For gifts such as wine, food, hampers, vouchers, etc., these are not considered to be entertainment.
If the gift is a minor benefit (i.e., less than $300 value), then the gift is not tax deductible, and therefore GST is not claimable for gifts to employees and their family members, clients, and suppliers. No FBT applies to gifts of less than $300.
For gifts over $300, FBT may apply for employees and their family members, but FBT does not apply to clients or suppliers.
Gifts such as a holiday, membership to a club, or tickets to a theatre, sporting or musical event are considered to be entertainment.
For minor benefits, as above, the gift is not tax deductible and no FBT applies. Also, for clients and suppliers, the entertainment gift is not tax deductible, and no FBT applies. For employees this is not a minor benefit, the gift is tax deductible, but it is also subject to FBT.

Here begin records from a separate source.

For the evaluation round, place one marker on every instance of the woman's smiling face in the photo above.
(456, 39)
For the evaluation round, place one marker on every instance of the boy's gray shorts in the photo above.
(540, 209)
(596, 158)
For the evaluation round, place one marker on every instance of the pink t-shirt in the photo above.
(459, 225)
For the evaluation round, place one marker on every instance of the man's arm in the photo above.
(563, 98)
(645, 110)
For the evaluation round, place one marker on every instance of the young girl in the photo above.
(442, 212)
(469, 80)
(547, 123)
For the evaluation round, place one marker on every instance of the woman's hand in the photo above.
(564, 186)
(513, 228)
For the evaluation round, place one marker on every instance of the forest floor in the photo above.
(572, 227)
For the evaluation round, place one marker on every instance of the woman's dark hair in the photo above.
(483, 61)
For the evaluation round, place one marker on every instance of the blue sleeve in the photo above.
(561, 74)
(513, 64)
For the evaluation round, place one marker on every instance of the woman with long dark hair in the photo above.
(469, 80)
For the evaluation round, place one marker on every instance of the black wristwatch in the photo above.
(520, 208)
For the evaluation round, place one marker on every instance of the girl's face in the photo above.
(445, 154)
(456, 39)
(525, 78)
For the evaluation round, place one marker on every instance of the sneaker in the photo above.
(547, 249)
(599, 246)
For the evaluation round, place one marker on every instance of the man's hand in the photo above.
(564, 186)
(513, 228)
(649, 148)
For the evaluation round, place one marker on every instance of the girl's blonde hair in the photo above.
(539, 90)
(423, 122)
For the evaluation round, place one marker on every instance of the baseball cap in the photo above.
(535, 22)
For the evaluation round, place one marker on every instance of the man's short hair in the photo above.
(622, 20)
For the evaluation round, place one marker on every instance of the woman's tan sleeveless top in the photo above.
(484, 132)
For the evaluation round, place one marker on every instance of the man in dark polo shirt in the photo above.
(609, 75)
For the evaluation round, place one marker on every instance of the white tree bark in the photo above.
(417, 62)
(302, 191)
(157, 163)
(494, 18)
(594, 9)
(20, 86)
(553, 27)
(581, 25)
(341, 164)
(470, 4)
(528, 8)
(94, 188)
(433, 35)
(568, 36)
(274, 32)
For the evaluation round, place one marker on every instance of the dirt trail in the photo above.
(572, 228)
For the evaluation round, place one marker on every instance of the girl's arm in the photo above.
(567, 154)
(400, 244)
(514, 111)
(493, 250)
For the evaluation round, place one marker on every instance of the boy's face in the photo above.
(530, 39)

Giving your clients a gift at Christmas is a personal choice that you as the business owner can make. Be aware that some clients may not be allowed to accept gifts due to their business’s Code of Conduct (e.g., government workers).
We remind you that the topic of entertainment, tax deductibility and fringe benefits tax is complex and not always straight forward and may require the guidance of your tax agent.
Is an expense incurred by a business taxpayer for a gift provided to a former or current client deductible?
- Yes, a taxpayer who carries on a business is entitled to a deduction under section 8-1 of the Income Tax Assessment Act 1997 (ITAA 1997) for an outgoing incurred on a gift made to a former or current client if the gift is characterised as being made for the purpose of producing future assessable income.
- The outgoing is not deductible where it is of a capital nature, relates to the gaining of exempt or non-assessable non-exempt income, or some other provision of the income tax law prevents it from being deductible.